CRAIG VENTER: They changed that two days ago. They said they weren’t really talking about the private company that’s sequencing the genome. There’s only one and it’s Celera. It’s not like there’s a long string of them. We are making our data… It’s pretty extraordinary what we’re doing with our own investment capital. We’re sequencing the genome for the world for free, not at taxpayer expense, and we’re giving it to the world because it’s going to drive discovery that will make people need our databases and our software and our computer capacity much more than they would now.

MARGARET WARNER: All right. But then at what point… How do your investors recover their investment? You’re obviously going to have to make serious money off this. What do you charge for?

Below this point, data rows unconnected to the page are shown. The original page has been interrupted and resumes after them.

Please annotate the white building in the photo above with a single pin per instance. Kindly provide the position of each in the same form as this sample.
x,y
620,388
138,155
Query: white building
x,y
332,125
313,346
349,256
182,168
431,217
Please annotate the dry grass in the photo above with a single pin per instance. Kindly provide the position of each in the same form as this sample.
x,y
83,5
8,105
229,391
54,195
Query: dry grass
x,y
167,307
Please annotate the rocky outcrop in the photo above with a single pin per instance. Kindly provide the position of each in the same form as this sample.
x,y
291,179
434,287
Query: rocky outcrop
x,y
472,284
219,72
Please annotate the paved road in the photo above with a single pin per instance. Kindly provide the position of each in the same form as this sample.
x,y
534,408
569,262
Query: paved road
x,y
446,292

CRAIG VENTER: The general public and scientists actually don’t usually use the kind of database services that people in the news industry, lawyers use — Lexis-Nexis, Bloomberg, we say we’re going to be the Bloomberg’s of the scientific world; somebody from Bloomberg told me their goal is to become the Celera of the business world.

These are big, complex databases that software tools are put together to help people interpret it. Instead of having to go gather all that information yourself, you can sit down at your computer terminal and generate whatever information you want to very quickly out of this vast data source. We’re doing the same for genomics, only it will be a far bigger database. Celera’s database is already 80 terabytes of data. That’s five or six time the national Library of Congress. It’s a massive amount of information. Bloomberg’s has I think over $1 billion a year revenue. That’s how you get it is by subscriptions that people want to help in interpreting the information, it’s not because we’re keeping it secret.

MARGARET WARNER: Somebody… We were discussing this, this afternoon, compared this. The fact that your company, little known, fairly small, took on this huge project of real basic research and took on — and said you were going to race the U.S. Government project, it would be a private company saying they’re going to beat NASA getting on the Moon or something. Is that more possible today and if so why? Is this a new model for a new approach to really kind of basic research?

CRAIG VENTER: It was an exciting set of opportunities. Our parent company, P.E. Biosystems, are the ones that developed the new sequencing technology, the instruments, that in fact the federal funded scientists use as well as ourselves. So, you know, basically we are combined P.E. Biosystems and Celera, a tool company. But major breakthroughs in technology, you can go back 400 years. Galileo had a telescope. That changed science and changed our view of the world. Having new scientific instruments like Mike Hunkapeler developed from P.E. Biosystems gave us a new tool set that we could approach genomics with. That coupled with the new algorithms to deal with the massive compute structure and the high end computing… We’re dealing with the limits of computing power right now. We’re waiting for the next generation computers already because Biology’s needs are greater than any other in computing right now. All these came together: High-end computing, exciting new automated instruments, and new mathematical algorithms, altogether to solve the genetic code.

MARGARET WARNER: With the potential pay-off of real pharmaceuticals and everything else in the end.

CRAIG VENTER: And understanding everything we can about our new scientific heritage.

MARGARET WARNER: All right. Well, thank you.